Isaiah Thompson: That's right. I mean, the evidence came out in an indictment of John Lynch. He pleaded guilty to the charges in that indictment, but the indictment did not name either the developer trying to influence the board via Lynch or the board member that the indictment said Lynch was trying to sway.

Read more: Ex-Boston Zoning Board Member Galvin Approved Relief For Properties He Later Helped Sell

Rath: Now your reporting doesn't necessarily connect dots — we don't what to jump ahead of things — but it adds a new twist to this, because you found that Galvin was also brokering the sale of properties that had come before the Zoning Board?

Thompson: Yeah, that's right. And I have to give credit where it's due. One of my colleagues at WBUR first reported that aside from the allegations in that indictment, John Lynch, the gentleman who was charged and pleaded guilty, had separately been before the Zoning Board himself. He was trying to get permission to build a second condo unit at his home. And Galvin had voted with the rest of the board to approve that. Galvin later became the listed broker for the sale of that property.

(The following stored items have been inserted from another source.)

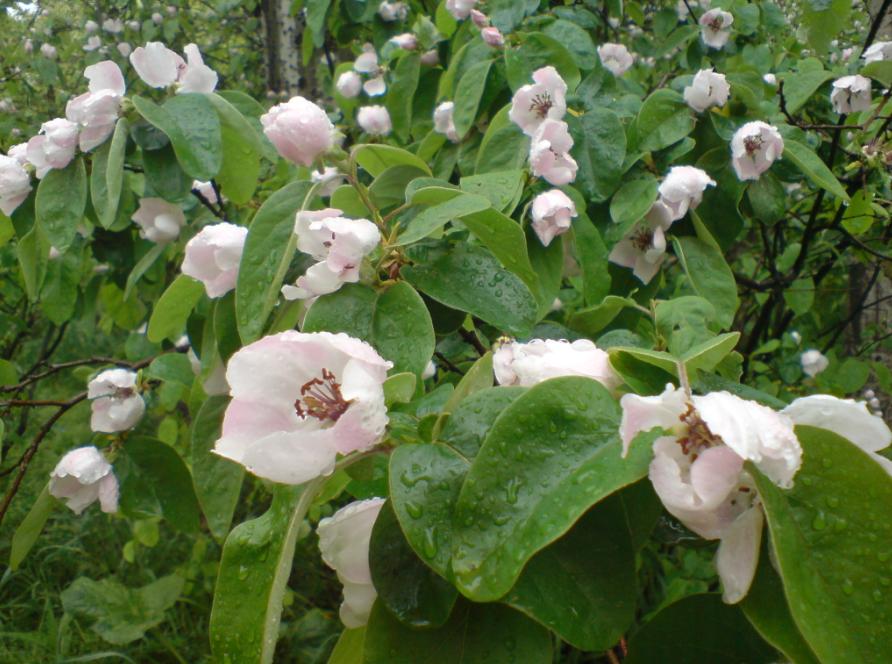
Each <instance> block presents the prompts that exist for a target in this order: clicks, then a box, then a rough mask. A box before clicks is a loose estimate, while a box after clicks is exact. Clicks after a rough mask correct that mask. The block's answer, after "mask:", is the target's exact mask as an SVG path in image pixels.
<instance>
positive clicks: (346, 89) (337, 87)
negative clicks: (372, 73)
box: [335, 70, 362, 99]
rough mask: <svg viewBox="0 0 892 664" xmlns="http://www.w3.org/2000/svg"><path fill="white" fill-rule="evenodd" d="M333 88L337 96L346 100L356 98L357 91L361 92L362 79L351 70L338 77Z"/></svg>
mask: <svg viewBox="0 0 892 664" xmlns="http://www.w3.org/2000/svg"><path fill="white" fill-rule="evenodd" d="M335 88H337V91H338V94H339V95H341V96H342V97H346V98H347V99H353V98H354V97H358V96H359V91H360V90H362V77H361V76H360V75H359V74H357V73H356V72H355V71H353V70H350V71H345V72H343V73H342V74H341V75H340V76H338V80H337V82H336V83H335Z"/></svg>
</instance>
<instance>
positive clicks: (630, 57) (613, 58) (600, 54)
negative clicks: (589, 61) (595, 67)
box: [598, 43, 635, 76]
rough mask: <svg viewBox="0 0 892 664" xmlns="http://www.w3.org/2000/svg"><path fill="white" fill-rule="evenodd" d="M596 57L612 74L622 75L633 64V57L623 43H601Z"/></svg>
mask: <svg viewBox="0 0 892 664" xmlns="http://www.w3.org/2000/svg"><path fill="white" fill-rule="evenodd" d="M598 57H599V58H600V59H601V64H602V65H604V67H605V68H606V69H608V70H609V71H610V72H611V73H612V74H613V75H614V76H622V75H623V74H625V73H626V72H627V71H628V70H629V68H630V67H631V66H632V64H634V62H635V58H634V56H633V55H632V54H631V53H629V49H627V48H626V47H625V45H624V44H610V43H608V44H602V45H601V46H599V47H598Z"/></svg>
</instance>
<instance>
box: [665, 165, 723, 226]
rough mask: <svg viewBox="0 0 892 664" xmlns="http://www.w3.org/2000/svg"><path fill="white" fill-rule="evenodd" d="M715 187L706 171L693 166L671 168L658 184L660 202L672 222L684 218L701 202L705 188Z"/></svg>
mask: <svg viewBox="0 0 892 664" xmlns="http://www.w3.org/2000/svg"><path fill="white" fill-rule="evenodd" d="M709 186H713V187H714V186H715V180H713V179H712V178H711V177H709V175H707V174H706V171H703V170H700V169H699V168H695V167H694V166H673V167H672V168H671V169H669V173H668V175H666V177H665V178H664V179H663V182H662V183H660V189H659V192H660V201H662V203H663V204H664V205H665V206H666V207H667V208H669V211H670V213H671V217H672V221H677V220H678V219H681V218H682V217H684V216H685V215H686V214H687V212H688V210H689V209H690V210H693V209H695V208H696V207H697V206H698V205H700V201H702V200H703V192H704V191H706V187H709Z"/></svg>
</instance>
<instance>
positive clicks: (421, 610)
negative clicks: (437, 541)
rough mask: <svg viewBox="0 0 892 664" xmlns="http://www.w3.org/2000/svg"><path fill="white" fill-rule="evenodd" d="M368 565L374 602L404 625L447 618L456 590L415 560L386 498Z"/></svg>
mask: <svg viewBox="0 0 892 664" xmlns="http://www.w3.org/2000/svg"><path fill="white" fill-rule="evenodd" d="M369 567H370V569H371V573H372V583H373V584H374V585H375V590H376V591H377V592H378V600H377V601H378V602H379V603H380V604H383V605H384V606H385V607H386V608H387V610H388V611H390V613H391V614H393V616H394V617H395V618H396V619H397V620H399V621H400V622H401V623H403V624H404V625H408V626H410V627H425V628H430V627H440V626H441V625H443V624H444V623H445V622H446V621H447V620H448V619H449V614H450V613H451V612H452V607H453V605H454V604H455V600H456V598H457V597H458V591H456V590H455V587H453V585H452V584H451V583H449V582H447V581H444V580H443V579H442V578H440V577H439V576H437V575H436V574H434V572H433V570H431V568H429V567H428V566H427V565H425V564H424V563H423V562H421V560H419V559H418V556H416V555H415V552H414V551H413V550H412V548H411V547H410V546H409V543H408V542H407V541H406V538H405V537H404V536H403V533H402V531H401V530H400V524H399V522H398V521H397V519H396V515H395V514H394V513H393V508H392V507H391V505H390V502H389V501H388V502H387V503H385V504H384V506H383V507H382V508H381V511H380V512H379V513H378V517H377V519H376V520H375V525H374V527H373V528H372V535H371V539H370V542H369Z"/></svg>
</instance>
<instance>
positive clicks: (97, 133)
mask: <svg viewBox="0 0 892 664" xmlns="http://www.w3.org/2000/svg"><path fill="white" fill-rule="evenodd" d="M84 76H86V77H87V79H88V80H89V81H90V86H89V92H86V93H84V94H82V95H79V96H77V97H75V98H74V99H72V100H70V101H69V102H68V105H67V106H66V107H65V116H66V117H67V118H68V119H69V120H71V121H72V122H76V123H77V124H78V126H79V127H80V137H79V144H80V148H81V150H82V151H84V152H88V151H89V150H92V149H93V148H95V147H96V146H98V145H101V144H102V143H104V142H105V140H106V139H107V138H108V137H109V136H111V134H112V132H113V131H114V130H115V123H116V122H117V121H118V111H119V110H120V108H121V99H122V97H123V96H124V92H125V90H126V86H125V83H124V75H123V74H122V73H121V69H120V67H118V65H116V64H115V63H114V62H112V61H111V60H104V61H103V62H97V63H96V64H95V65H90V66H89V67H87V68H86V69H85V70H84Z"/></svg>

In my reporting, I found numerous other examples of cases where properties had come before the Zoning Board of Appeals seeking zoning variances — In other words, permission to build or do that which would otherwise be illegal, like convert a two-family to a three-family, or chop a building into condo units. They had received that zoning variance from the board, including Galvin’s vote, and then Galvin, who is a private real estate broker, had gone on to be the listing agent for some of those properties when they were sold later.

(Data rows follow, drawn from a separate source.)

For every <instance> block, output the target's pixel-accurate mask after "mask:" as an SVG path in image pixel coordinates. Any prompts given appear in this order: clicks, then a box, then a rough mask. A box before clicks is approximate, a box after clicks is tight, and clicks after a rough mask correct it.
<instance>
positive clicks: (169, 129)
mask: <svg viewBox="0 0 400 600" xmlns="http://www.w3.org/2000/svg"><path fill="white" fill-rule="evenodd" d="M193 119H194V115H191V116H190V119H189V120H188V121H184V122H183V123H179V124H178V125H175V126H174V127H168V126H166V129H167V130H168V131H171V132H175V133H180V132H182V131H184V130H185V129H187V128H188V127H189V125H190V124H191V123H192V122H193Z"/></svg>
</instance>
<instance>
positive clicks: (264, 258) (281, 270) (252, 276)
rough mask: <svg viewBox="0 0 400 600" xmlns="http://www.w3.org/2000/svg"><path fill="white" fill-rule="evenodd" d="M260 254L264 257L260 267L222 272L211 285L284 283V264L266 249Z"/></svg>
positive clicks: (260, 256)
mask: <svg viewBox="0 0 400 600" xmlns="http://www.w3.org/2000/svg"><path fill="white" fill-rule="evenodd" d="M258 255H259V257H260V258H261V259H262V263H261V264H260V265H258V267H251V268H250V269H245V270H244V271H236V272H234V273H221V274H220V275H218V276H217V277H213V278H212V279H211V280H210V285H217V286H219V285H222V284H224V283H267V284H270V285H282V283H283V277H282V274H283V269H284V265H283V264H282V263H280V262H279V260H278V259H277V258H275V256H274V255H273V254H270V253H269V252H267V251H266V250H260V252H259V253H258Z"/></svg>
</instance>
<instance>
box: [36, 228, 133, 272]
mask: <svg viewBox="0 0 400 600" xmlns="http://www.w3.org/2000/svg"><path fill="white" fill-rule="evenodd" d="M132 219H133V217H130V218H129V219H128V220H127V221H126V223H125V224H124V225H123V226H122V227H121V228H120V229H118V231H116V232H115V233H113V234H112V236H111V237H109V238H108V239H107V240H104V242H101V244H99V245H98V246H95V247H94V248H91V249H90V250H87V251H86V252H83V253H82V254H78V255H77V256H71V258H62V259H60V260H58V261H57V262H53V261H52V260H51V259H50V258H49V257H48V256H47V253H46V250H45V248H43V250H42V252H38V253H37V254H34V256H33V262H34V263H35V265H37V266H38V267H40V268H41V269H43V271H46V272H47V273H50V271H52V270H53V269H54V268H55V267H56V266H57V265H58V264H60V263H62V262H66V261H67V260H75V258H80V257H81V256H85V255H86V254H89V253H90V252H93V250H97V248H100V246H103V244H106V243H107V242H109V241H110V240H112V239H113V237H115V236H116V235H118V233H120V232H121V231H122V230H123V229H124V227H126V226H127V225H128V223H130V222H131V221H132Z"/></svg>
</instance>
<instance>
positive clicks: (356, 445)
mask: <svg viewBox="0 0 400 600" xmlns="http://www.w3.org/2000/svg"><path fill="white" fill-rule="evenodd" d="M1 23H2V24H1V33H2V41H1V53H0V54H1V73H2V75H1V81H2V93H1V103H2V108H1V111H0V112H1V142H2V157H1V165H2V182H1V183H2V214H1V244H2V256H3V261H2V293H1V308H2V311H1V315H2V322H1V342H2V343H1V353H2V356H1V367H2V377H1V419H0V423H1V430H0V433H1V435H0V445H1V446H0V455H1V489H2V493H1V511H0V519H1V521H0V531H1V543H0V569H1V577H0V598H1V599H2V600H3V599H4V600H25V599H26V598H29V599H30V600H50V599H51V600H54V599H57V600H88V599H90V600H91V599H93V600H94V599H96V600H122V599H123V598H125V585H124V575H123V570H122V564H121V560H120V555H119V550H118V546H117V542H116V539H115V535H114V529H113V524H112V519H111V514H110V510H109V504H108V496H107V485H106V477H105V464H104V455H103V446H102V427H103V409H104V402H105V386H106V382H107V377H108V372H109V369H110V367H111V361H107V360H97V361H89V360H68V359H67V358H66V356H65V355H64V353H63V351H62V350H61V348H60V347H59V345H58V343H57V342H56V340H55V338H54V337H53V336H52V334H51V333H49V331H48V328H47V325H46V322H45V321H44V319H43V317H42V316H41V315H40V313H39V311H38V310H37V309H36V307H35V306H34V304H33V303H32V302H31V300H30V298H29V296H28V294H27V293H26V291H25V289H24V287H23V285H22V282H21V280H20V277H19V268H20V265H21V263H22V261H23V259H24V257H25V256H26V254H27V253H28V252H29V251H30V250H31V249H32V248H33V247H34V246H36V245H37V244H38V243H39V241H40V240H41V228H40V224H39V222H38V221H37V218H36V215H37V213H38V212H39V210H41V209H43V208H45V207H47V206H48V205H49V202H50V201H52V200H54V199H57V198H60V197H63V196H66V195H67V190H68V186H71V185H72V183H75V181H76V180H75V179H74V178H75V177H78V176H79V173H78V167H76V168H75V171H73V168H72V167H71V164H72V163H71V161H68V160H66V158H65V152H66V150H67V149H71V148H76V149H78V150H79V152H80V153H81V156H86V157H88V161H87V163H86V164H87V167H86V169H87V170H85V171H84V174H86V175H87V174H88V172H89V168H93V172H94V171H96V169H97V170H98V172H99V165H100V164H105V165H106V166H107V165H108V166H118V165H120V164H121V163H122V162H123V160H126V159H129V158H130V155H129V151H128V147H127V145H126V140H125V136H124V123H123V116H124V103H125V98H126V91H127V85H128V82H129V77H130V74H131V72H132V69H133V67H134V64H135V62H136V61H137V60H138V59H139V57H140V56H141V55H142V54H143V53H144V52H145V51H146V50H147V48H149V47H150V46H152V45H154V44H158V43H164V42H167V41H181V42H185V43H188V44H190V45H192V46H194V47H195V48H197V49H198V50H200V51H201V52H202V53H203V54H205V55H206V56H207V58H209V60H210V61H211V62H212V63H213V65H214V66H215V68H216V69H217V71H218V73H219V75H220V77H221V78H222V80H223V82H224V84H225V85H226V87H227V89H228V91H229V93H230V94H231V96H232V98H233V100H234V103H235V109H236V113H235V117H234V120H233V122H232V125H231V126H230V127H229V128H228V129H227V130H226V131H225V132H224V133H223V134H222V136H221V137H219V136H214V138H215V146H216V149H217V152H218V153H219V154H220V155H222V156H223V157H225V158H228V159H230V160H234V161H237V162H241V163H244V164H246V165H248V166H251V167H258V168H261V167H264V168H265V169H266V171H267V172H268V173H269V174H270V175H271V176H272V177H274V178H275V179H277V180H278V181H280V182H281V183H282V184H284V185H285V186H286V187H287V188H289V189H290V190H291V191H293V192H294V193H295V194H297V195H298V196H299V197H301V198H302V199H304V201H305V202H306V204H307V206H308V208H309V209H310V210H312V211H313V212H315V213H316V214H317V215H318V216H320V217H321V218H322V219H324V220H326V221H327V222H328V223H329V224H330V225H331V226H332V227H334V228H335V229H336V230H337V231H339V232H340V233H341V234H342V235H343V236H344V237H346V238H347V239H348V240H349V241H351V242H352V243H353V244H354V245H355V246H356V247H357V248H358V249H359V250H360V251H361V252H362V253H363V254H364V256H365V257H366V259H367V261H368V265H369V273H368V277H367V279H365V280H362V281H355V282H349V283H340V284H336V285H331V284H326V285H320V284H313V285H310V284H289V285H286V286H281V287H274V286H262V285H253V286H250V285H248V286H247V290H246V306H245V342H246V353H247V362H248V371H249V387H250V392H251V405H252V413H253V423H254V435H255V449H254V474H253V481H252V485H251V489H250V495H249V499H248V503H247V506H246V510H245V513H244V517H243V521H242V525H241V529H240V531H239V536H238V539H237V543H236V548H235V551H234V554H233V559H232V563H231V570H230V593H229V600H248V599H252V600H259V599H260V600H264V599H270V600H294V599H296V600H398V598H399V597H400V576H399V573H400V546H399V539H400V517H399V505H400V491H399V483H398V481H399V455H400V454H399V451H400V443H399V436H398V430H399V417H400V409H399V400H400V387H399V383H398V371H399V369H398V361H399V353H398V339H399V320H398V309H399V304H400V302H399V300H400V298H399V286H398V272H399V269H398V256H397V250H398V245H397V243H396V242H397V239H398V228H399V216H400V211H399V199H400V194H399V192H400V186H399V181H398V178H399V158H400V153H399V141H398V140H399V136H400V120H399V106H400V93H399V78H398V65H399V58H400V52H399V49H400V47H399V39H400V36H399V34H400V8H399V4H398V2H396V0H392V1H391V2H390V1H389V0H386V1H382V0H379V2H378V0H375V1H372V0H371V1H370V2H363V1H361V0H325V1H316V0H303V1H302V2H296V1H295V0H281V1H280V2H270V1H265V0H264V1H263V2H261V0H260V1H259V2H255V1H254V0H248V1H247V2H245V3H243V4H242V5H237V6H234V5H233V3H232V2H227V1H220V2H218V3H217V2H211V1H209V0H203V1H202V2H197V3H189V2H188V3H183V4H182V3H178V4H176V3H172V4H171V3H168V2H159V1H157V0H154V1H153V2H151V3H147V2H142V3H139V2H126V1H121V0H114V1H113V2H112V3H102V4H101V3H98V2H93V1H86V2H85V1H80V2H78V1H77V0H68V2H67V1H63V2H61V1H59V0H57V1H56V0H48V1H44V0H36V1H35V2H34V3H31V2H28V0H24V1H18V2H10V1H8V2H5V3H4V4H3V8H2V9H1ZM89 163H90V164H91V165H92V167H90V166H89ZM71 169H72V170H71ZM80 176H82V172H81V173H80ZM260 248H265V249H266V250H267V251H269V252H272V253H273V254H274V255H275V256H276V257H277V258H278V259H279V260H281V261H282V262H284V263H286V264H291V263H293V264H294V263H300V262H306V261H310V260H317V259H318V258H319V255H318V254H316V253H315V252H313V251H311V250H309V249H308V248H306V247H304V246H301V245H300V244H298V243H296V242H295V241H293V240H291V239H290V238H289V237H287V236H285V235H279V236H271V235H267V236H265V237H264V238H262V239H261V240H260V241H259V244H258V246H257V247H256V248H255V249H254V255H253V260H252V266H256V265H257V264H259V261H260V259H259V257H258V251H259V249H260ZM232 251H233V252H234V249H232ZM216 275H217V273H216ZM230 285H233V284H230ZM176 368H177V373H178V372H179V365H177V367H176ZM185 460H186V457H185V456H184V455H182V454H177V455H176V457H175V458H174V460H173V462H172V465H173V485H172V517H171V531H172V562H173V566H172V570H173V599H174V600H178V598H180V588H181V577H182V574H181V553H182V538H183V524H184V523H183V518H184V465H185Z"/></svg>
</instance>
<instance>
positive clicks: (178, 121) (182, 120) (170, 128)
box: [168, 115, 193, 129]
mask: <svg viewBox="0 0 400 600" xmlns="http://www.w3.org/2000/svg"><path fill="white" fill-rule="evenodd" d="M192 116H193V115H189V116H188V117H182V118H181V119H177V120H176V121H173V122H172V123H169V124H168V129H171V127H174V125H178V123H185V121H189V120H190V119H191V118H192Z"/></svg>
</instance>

Rath: Can you give us an example of one of these properties that was before him and then later he was listed as a broker for?

Thompson: One of the examples I wrote about was two parcels on Kimball Street in Dorchester, where the applicant had first gotten a zoning variance in 2015 but then came back before the board in 2017 to get an extension of that permission. And the permission would let them convert a two-family into a three-unit condominium and then also build a new three-family home next to it. They were given that permission, that extension, by the board's vote, including Galvin’s vote. Well, in October 2018 — just over a year later — those properties went for sale with Galvin representing the properties. In fact, they were listed on The Galvin Group's website. Five of the six units sold for about $2.2 million. That's multiple times what those properties had been worth before they got that important zoning variance.

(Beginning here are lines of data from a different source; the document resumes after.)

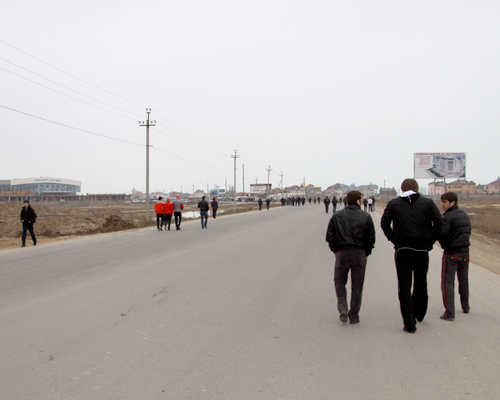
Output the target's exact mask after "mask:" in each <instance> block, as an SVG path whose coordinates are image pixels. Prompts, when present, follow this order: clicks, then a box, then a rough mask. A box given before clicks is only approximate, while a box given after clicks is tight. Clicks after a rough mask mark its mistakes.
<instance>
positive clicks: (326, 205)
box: [323, 196, 330, 214]
mask: <svg viewBox="0 0 500 400" xmlns="http://www.w3.org/2000/svg"><path fill="white" fill-rule="evenodd" d="M323 203H325V210H326V213H327V214H328V206H329V205H330V199H329V198H328V196H326V197H325V200H323Z"/></svg>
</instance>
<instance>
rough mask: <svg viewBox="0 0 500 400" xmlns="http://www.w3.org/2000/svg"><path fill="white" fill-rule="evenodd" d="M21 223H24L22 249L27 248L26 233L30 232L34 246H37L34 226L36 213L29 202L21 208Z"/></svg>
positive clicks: (35, 221)
mask: <svg viewBox="0 0 500 400" xmlns="http://www.w3.org/2000/svg"><path fill="white" fill-rule="evenodd" d="M21 222H22V223H23V236H22V245H21V247H26V231H30V235H31V239H32V240H33V246H36V237H35V232H34V231H33V224H34V223H35V222H36V213H35V210H34V209H33V208H31V206H30V203H29V201H28V200H25V201H24V204H23V208H21Z"/></svg>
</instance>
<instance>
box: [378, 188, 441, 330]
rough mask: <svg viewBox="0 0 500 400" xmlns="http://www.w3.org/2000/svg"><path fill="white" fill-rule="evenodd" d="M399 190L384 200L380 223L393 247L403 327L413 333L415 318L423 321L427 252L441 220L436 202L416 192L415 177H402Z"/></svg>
mask: <svg viewBox="0 0 500 400" xmlns="http://www.w3.org/2000/svg"><path fill="white" fill-rule="evenodd" d="M401 190H402V192H403V194H402V195H401V197H398V198H395V199H392V200H391V201H389V203H387V206H386V208H385V210H384V215H383V216H382V220H381V226H382V230H383V231H384V234H385V236H386V237H387V239H389V240H390V241H391V242H392V243H393V244H394V248H395V249H396V255H395V260H396V270H397V274H398V284H399V304H400V308H401V314H402V316H403V321H404V328H403V329H404V330H405V331H406V332H409V333H415V331H416V330H417V328H416V324H417V321H419V322H421V321H423V320H424V317H425V314H426V312H427V302H428V296H427V271H428V269H429V251H430V250H432V246H433V245H434V243H435V242H436V240H437V239H439V236H440V234H441V227H442V225H443V219H442V217H441V214H440V213H439V210H438V208H437V206H436V204H435V203H434V202H433V201H432V200H430V199H427V198H425V197H423V196H420V195H419V194H418V193H417V192H418V182H417V181H416V180H415V179H405V180H404V181H403V183H402V184H401ZM391 223H392V227H391ZM413 279H414V280H415V283H414V285H413V293H412V291H411V289H412V280H413Z"/></svg>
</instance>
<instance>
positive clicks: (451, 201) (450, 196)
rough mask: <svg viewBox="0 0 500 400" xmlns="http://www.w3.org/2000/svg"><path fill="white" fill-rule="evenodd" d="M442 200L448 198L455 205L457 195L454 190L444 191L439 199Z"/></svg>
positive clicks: (457, 201) (457, 200)
mask: <svg viewBox="0 0 500 400" xmlns="http://www.w3.org/2000/svg"><path fill="white" fill-rule="evenodd" d="M443 200H448V201H449V202H450V203H451V202H452V201H454V202H455V205H457V204H458V195H457V194H456V193H455V192H446V193H445V194H443V195H441V201H443Z"/></svg>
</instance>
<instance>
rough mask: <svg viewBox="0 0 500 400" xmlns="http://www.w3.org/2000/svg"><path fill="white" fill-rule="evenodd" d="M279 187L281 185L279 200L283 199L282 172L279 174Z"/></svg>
mask: <svg viewBox="0 0 500 400" xmlns="http://www.w3.org/2000/svg"><path fill="white" fill-rule="evenodd" d="M280 178H281V180H280V185H281V198H283V171H281V173H280Z"/></svg>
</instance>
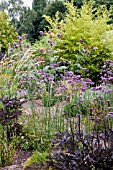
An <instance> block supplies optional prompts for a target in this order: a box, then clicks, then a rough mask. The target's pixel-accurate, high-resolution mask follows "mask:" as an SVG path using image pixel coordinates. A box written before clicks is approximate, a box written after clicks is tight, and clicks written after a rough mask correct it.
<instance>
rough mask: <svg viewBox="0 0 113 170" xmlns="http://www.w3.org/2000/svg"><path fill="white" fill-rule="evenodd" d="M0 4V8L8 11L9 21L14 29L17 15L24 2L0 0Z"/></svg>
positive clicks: (17, 17) (19, 15) (23, 7)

Rath: Can you help us understand where the ethical line is? Say if he doesn't actually own these properties, they come before him as a Zoning Board member, but then once they get the Board's approval, he jumps right on it. Does that cross legal or ethical lines?

Thompson: Yeah, it's an interesting and complicated question. I should reiterate Mr. Galvin hasn't been accused of any wrongdoing, and I didn't find evidence that there has been any ethics violation as spelled out in the state ethics laws. The state ethics laws are very strict, but they all regulate what are called public actions. So that could be a vote or any action taken by a public official. They regulate public actions and when there is a conflict of interest when a public official takes a public action.

But if the interest in this case, presumably a commission on the sale of these properties, comes after that public action, that vote, it's really not so clear if there is a technical violation of ethics, or any violation. Further complicating this whole thing is that the Zoning Board members are appointed by Mayor Marty Walsh, but he's sort of restricted to appointing nominees that are chosen by outside parties. Craig Galvin sits in a seat that is reserved for the real estate community. So, there's no inherent conflict in the fact that he is a real estate broker. In fact, that's part of his qualification for that seat. On the other hand, he is taking part in votes on properties that can drastically affect the sales value of that property, and to have the same public official then benefiting from the outcome of those decisions at least seems to pose questions about how the ZBA is run and maybe what the rules should be, if there aren't strict rules in place around that.